A nota ainda lembra que Toffoli foi escolhido por sorteio como relator do caso, oriundo da Operação Compliance Zero. Ele ainda justifica o sigilo atribuído aos autos, que, de acordo com ele, ” já havia sido decretado pelo juízo de primeiro grau, a fim de evitar vazamentos que pudessem prejudicar as investigações.”

Descoberta do resort Tayayá aumentou dúvidas sobre condução das investigações

Veículos de imprensa passaram a investigar as relações entre Toffoli e Daniel Vorcaro, dono do Banco Master. As reportagens levam ao resort Tayayá, em Ribeirão Claro (PR), construído pela família Toffoli, com administração por meio de fundos ligados ao executivo. Agora, o relator procura se distanciar do nome: na nota, chama a atenção para a acareação que determinou entre o dono do Master e o ex-presidente do Banco de Brasília (BRB), Paulo Henrique Costa. Toffoli também cita a rejeição de uma proposta de conciliação formulada pela defesa de Vorcaro.

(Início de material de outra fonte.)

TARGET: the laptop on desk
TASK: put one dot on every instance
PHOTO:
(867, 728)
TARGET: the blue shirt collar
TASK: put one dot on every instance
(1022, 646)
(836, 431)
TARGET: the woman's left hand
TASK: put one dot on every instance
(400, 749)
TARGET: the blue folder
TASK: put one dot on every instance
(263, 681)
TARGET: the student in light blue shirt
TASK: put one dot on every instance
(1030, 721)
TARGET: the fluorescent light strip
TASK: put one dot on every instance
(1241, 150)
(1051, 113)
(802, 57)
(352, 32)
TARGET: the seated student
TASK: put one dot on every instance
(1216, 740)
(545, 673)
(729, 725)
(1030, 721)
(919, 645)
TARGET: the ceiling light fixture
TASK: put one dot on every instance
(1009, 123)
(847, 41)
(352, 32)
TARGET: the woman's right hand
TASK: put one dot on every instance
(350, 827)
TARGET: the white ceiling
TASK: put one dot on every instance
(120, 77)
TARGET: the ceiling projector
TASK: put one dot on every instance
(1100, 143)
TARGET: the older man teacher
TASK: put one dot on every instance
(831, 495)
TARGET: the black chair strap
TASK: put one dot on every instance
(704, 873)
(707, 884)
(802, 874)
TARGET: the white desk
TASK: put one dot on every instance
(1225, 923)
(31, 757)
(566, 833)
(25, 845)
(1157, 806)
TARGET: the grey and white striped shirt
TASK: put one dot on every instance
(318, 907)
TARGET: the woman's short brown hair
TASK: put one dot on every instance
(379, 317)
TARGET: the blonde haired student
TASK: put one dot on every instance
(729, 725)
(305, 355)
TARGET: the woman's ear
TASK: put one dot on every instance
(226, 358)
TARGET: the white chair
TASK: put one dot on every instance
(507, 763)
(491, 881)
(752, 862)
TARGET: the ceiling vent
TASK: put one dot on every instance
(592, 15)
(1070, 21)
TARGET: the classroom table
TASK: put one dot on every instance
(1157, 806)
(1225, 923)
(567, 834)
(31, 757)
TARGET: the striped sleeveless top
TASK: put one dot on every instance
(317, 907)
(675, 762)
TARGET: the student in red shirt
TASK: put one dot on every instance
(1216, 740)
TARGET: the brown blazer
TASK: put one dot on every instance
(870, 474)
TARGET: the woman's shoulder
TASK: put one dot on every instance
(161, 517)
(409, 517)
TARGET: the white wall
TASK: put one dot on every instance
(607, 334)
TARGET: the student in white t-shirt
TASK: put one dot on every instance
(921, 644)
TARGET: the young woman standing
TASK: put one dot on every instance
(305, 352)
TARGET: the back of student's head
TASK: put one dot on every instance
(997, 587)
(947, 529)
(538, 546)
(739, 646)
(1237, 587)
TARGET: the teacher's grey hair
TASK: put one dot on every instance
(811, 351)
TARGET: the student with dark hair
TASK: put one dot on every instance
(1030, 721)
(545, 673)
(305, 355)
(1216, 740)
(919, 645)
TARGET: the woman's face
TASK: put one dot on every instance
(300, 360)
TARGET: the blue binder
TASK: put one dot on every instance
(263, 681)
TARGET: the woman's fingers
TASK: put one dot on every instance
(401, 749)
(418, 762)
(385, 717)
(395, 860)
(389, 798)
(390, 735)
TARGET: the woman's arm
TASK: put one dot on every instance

“Em todos os âmbitos, as investigações continuam a ser realizadas normalmente e de forma regular, sem prejuízo da apuração dos fatos, mantidos os sigilos necessários em razão das diligências ainda em andamento”, conclui o gabinete.

Liquidado pelo Banco Central do Brasil, o Master teria, de acordo com a PF, emitido carteiras de crédito fraudulentas. Parte dessas carteiras foi vendida, por mais de R$ 12 bilhões, ao BRB. Paulo Henrique Costa foi afastado da presidência da estatal.